ZERSTÖRUNGEN IN VIELEN STÄDTEN
Der marokkanische Fernsehsender Kanal 1 berichtete, dass das Erdbeben in vielen Städten Schäden verursacht habe. Die Nachrichtenseite "El-Yevm 24" gab an, dass in der Stadt Marrakesch einige Gebäude eingestürzt seien. Auf Social-Media-Plattformen wurden Aufnahmen geteilt, die zeigen, wie die Menschen nach dem Beben auf die Straße liefen und wie Gebäude einstürzten.
"ICH KANN ZU HAUSE NICHT SCHLAFEN"
Mohamed Ouhammo, ein Bewohner der Region Asni, etwa 40 km südlich von Marrakesch, dessen Haus fast vollständig zerstört wurde, sagte, dass er aufgrund der eingestürzten Küchendächer unter Nahrungsmittelknappheit leide.

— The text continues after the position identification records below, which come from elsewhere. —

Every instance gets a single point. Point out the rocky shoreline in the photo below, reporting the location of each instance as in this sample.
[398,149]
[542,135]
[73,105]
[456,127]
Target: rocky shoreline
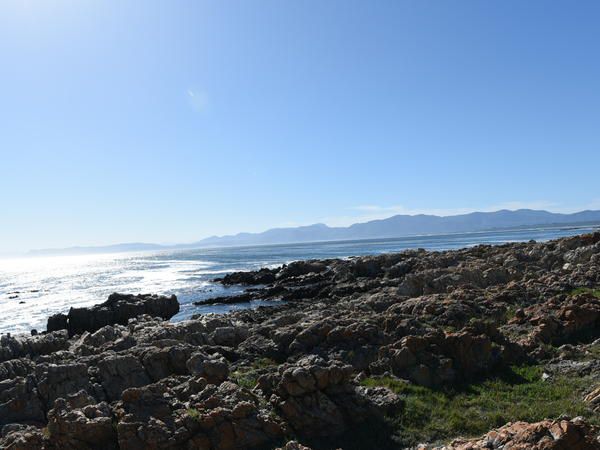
[361,353]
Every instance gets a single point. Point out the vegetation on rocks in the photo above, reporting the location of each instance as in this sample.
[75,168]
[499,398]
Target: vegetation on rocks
[518,394]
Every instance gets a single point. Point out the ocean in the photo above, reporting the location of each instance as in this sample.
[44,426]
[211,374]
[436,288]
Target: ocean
[31,289]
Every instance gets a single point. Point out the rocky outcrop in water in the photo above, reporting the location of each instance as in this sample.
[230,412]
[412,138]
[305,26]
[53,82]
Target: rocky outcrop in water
[119,375]
[118,309]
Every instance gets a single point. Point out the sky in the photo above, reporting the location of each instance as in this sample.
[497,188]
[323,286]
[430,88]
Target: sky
[170,121]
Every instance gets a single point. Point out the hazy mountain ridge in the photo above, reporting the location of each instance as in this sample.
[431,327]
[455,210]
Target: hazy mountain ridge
[406,225]
[392,227]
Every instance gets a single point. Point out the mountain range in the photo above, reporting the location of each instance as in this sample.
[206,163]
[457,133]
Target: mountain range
[392,227]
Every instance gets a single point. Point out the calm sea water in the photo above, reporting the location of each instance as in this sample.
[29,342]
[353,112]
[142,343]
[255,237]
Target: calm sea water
[31,289]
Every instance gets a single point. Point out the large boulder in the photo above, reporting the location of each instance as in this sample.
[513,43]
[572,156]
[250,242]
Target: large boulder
[118,309]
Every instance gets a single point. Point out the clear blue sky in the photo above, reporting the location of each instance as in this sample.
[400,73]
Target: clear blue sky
[168,121]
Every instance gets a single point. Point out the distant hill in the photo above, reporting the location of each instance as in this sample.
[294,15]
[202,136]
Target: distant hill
[405,225]
[392,227]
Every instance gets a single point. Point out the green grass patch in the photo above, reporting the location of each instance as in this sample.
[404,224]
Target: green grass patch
[434,416]
[247,376]
[578,291]
[193,413]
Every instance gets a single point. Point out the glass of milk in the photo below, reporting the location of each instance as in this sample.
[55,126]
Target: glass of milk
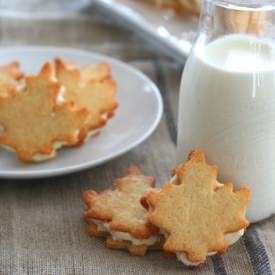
[227,97]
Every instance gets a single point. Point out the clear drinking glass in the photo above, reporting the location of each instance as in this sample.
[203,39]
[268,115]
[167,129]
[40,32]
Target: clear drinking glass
[227,97]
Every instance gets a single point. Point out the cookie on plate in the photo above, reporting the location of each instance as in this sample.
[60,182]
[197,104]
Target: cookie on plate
[91,71]
[198,215]
[34,123]
[90,87]
[10,77]
[119,216]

Montasir Itri, ein Bewohner von Asni, erklärte, dass die Sucharbeiten nach Vermissten andauerten und sagte: "Unsere Nachbarn liegen unter den Trümmern und die Menschen versuchen mit den Mitteln, die sie im Dorf haben, sie zu retten." Jaouhari Mohamed fügte hinzu: "Wegen des Schocks kann ich zu Hause immer noch nicht schlafen."
AUCH HISTORISCHE MAUERN BESCHÄDIGT
Es wurde berichtet, dass auch ein Teil der historischen Stadtmauern von Marrakesch durch das Erdbeben beschädigt wurde. Lokale Zeitungen berichteten, dass das Beben in Marokko gegen 23.10 Uhr Ortszeit stattfand.